La disunione europea rischia di esaltare il "bullismo" del sultano di Ankara. È questo il dato più evidente che emerge dalla querelle sempre più furibonda che oppone, innanzitutto, l’Olanda alla Turchia.
Il punto del contendere è noto. Da un lato il presidente turco rivendica il diritto dei suoi ministri a far campagna elettorale presso le folte comunità di emigrati turchi in Europa. La speranza è quella di raccogliere all’estero quei voti che ancora gli mancano per vincere il prossimo referendum sulla riforma costituzionale, da lui fortissimamente voluto per completare il processo di involuzione autoritaria della Repubblica turca. Dall’altro le autorità olandesi temono che questo tipo di attività possa turbare la campagna elettorale olandese, già surriscaldata proprio dai temi della forte presenza dei musulmani nella società olandese e dalle polemiche sulle loro capacità di integrarsi effettivamente. Proprio il fatto che una parte rilevante dei turchi cui intendevano rivolgersi i ministri di Erdogan possiedano anche un passaporto olandese aggiunge un ulteriore elemento di complessità a tutta la vicenda.

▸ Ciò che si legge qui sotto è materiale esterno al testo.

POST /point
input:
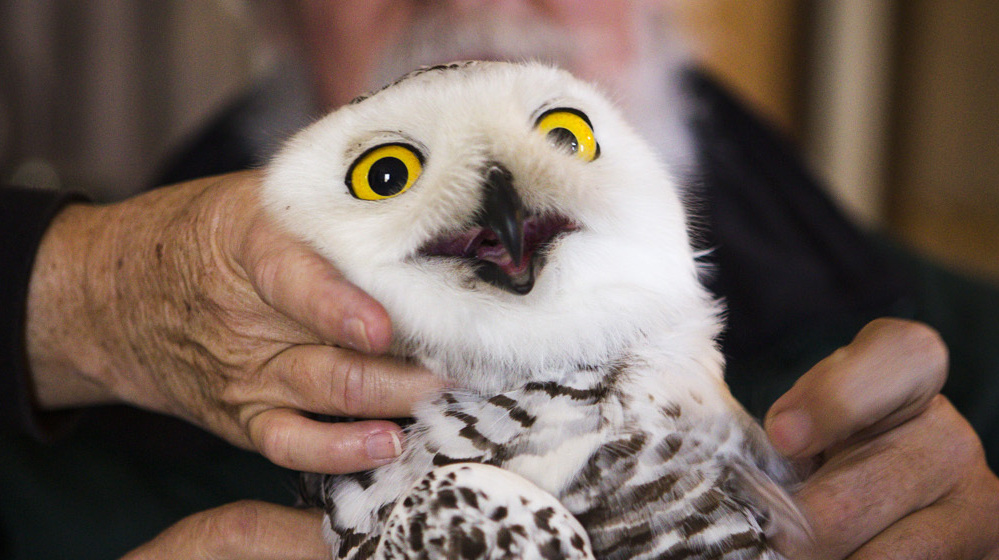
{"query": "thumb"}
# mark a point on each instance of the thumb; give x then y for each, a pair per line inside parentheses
(885, 376)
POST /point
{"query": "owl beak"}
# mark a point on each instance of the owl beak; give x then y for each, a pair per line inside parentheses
(502, 212)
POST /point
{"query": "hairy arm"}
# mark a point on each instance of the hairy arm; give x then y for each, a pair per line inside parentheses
(188, 301)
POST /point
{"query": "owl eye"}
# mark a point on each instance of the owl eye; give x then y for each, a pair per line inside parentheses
(569, 130)
(384, 171)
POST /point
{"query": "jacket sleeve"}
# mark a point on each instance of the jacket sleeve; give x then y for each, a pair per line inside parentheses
(24, 217)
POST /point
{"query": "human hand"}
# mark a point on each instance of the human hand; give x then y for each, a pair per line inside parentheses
(246, 530)
(187, 300)
(900, 473)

Esiste il legittimo timore che, proprio in virtù dei suoi contenuti islamisti e autoritari, la riforma possa concorrere ad alimentare nei cittadini turco-olandesi una cultura politica sempre più aliena rispetto ai valori di libertà e tolleranza tipica dell’Olanda. In ogni caso è concreto il rischio che il dibattito politico e il clima dello scontro elettorale si surriscaldino proprio a ridosso del voto e che la campagna elettorale olandese possa essere influenzata da quella turca. In ultima analisi gli olandesi non intendono ammettere interferenze nella propria vita politica democratica.

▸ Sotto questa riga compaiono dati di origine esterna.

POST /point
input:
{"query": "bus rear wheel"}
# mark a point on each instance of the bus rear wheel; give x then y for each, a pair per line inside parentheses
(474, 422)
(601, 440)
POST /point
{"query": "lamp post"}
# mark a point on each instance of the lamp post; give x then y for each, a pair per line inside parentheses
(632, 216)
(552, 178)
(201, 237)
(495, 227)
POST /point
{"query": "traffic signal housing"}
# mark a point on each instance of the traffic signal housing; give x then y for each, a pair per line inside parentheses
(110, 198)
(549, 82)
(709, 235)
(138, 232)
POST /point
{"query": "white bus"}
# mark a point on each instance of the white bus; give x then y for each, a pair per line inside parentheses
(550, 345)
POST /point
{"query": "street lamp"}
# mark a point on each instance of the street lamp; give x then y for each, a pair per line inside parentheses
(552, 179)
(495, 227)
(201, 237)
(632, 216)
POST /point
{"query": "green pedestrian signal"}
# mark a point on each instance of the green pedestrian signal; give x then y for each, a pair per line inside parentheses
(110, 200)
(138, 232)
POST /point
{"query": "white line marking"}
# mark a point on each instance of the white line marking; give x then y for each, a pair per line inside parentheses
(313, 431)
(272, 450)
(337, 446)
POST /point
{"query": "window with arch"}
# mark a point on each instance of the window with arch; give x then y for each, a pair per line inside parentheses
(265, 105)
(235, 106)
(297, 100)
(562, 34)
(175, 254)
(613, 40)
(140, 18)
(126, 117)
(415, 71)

Da qui è derivata l’irrituale decisione di vietare il diritto di atterraggio all’aereo che doveva condurre a Rotterdam il ministro degli Esteri turco, così come quella di riaccompagnare alla frontiera tedesca la ministra della Famiglia di Ankara. Decisioni irrituale abbiamo detto: che peraltro facevano seguito all’arroganza e all’ostinazione con la questione da parte turca si è perseguita la strada della provocazione e dell’incidente diplomatico. La controprova della personale volontà turca di cercare la gazzarra a tutti i costi è nelle inaccettabili parole proferite da Erdogan, che ha definito la coraggiosa Olanda un «residuo del nazismo», dimostrando lo stesso amore per la storia di Ahmadinejad (il presidente iraniano che represse nel sangue l’onda verde) quando negava l’Olocausto.
Come ha reagito l’Europa a un attacco a uno Stato che è tra i suoi "padri fondatori"? Con imbarazzo a dir poco. Invece di sostenere la richiesta di scuse per l’inqualificabile comportamento della Turchia, ha nicchiato. Ora sia chiara una cosa. Si possono avere opinioni diverse sulla opportunità politica della decisione delle autorità olandesi. Ma nessuna defezione è possibile rispetto al principio di solidarietà di fronte alle accuse infamanti che l’Olanda ha ricevuto. Ognuno invece ha pensato al suo "particulare": a cominciare dalla Germania di Angela Merkel che, terrorizzata dall’eventualità che Ankara denunci l’accordo blocca migranti, ha steccato l’ennesimo esame di maturità da leader della nuova Europa. Non portando a casa nulla, tra l’altro, dato che già ieri pomeriggio il governo turco faceva sapere di voler rivedere (sospendere?) Il medesimo accordo che tanto sta a cuore a Berlino.
Va benissimo la ricerca del dialogo con un vicino di peso come la Turchia. Ma questo non può e non deve significare la timidezza rispetto alle pose da macho del suo presidente. Non pago degli insulti, Erdogan è passato a minacciare di far pagare al l’Olanda un caro prezzo per l’affondo subito. Qualcosa a metà tra il bar sport e il ben più preoccupante slogan degli anni di piombo: "Pagherete caro, pagherete tutto!". Questo è intollerabile. E non deve essere tollerato neppure in ossequio a una Realpolitik che teme di "perdere la Turchia a favore della Russia". Se non ve ne siete ancora accorti, è già successo.